Paulo Vanzolini,genial sambista e zoólogo reconhecido, dias antes do meu deadline, deu uma entrevista ao Estadão dizendo que Simonal era, sim, delator, que “todo mundo sabia” o nome dos artistas que o cantor havia delatado ao DOPS durante os anos de chumbo. Imediatamente, procurei Vanzolini, que sustentou sua declaração, embora tenha se queixado de não ter sido informado que as câmeras do Estadão estivessem ligadas. Apesar de prestativo, não soube me dar a informação mais importante: o nome de ao menos um artista que tivesse sido delatado por Simonal. “Não era assim”, ele disse. “Era sempre uma coisa vaga. Mas o meu primo, o radialista Henrique Lobo, com certeza saberia o nome de alguém. Só que ele já morreu. Raul Duarte também saberia. Só que ele também já morreu.”

Saulo Ramos, o jurista, consultor geral da República e ministro do governo de José Sarney, me recebeu em sua enorme casa em Ribeirão Preto. Levei a ele as 600 páginas do processo que condenou Simonal à prisão em 1974 e que começou com o “sequestro e tortura” de seu contador Raphael Viviani três anos antes. Saulo leu, leu, leu, leu tudo atentamente, na minha frente, comentando os trechos mais curiosos até que, num rompante, me perguntou:

“Ricardo, quantos foram os acusados?”
“Cinco, eu respondi.
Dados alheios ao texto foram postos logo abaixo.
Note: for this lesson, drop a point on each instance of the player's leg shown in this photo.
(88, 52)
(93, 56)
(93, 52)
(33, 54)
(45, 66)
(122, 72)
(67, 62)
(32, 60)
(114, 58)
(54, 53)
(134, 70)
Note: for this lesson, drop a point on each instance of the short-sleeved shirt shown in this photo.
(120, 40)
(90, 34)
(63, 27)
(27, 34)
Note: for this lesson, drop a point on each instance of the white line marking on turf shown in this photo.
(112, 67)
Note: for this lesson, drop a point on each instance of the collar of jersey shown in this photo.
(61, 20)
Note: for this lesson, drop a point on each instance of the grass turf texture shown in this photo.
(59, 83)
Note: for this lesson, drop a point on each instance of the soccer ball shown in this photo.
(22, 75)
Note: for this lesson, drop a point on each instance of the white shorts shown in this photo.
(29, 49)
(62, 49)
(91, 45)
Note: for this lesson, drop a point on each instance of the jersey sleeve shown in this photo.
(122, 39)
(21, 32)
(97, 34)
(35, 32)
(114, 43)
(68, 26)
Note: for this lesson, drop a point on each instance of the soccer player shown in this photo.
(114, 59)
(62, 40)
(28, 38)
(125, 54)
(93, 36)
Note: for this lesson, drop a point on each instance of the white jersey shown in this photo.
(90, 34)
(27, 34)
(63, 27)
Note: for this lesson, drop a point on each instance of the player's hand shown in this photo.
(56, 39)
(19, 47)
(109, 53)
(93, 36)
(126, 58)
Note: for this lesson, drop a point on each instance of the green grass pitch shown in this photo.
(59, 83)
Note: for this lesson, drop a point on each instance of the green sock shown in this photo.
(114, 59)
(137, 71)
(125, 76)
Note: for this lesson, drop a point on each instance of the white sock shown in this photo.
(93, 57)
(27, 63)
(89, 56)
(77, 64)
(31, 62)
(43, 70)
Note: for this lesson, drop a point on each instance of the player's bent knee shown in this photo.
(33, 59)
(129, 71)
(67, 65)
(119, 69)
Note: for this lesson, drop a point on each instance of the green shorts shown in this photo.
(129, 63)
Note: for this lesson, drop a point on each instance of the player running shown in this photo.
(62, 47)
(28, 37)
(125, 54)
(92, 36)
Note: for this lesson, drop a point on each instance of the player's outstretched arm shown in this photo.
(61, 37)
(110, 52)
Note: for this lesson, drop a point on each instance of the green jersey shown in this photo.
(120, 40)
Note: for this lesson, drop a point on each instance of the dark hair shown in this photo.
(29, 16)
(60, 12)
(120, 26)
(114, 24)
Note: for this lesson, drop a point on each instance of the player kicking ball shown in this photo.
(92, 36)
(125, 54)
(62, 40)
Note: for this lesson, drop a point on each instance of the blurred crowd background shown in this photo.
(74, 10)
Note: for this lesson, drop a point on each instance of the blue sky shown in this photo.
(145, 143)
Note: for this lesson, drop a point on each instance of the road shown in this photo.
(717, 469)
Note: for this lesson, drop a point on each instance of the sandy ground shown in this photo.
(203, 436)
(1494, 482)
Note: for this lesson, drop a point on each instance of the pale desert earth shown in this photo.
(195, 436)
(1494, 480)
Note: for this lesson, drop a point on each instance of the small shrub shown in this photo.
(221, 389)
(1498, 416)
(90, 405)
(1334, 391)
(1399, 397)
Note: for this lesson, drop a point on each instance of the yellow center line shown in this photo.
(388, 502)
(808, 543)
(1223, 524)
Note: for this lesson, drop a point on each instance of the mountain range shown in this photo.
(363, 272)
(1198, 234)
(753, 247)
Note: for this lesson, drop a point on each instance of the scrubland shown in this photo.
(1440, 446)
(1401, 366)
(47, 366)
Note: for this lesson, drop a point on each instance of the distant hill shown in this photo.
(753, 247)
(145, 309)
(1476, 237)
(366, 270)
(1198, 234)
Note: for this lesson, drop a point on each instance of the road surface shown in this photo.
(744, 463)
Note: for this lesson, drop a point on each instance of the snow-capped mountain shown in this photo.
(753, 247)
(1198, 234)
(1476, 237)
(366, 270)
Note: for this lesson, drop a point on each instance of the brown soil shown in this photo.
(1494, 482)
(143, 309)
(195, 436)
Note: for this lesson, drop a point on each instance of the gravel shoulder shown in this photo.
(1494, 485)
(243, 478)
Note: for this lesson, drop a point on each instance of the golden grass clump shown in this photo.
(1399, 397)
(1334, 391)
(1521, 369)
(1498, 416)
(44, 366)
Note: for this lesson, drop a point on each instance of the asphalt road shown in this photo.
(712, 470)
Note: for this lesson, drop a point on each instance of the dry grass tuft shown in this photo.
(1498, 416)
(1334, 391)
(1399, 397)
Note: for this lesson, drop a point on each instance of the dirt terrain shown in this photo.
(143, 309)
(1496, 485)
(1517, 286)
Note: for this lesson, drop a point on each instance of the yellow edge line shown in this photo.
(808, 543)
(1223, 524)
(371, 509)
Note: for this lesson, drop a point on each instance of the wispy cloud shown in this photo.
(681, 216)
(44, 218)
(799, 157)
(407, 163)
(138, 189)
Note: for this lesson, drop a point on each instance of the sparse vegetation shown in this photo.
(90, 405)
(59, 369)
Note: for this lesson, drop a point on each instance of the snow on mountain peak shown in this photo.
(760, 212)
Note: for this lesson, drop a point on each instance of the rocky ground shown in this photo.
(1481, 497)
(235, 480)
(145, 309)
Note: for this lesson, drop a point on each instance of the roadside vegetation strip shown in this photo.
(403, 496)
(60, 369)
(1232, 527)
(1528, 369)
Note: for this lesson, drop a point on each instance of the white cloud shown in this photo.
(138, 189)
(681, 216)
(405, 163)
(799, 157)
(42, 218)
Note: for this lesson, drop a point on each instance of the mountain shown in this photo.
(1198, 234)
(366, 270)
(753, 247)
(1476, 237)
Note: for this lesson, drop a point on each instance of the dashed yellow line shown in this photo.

Três policiais, o Simonal e o motorista do Simonal”.
“E quantos foram condenados?”, ele quis saber.
“Três”, eu respondi. “Dois dos policiais menores e o Simonal”.
“E quantos foram pra cadeia?”, ele perguntou.
“Só o Simonal”, eu disse.

“Então ele não era colaborador do regime militar”, Saulo Ramos disse, fechando a pasta com convicção (depois ele reabriria). “Eu GARANTO pra você que um colaborador do regime militar nunca seria preso, nunca seria condenado nem em processo de adultério”.

Um garantia de um lado, outro garantia de outro. Que garantia temos nessa vida? Dois grandes caras, Paulo Vanzolini e Saulo Ramos, que descansem em paz.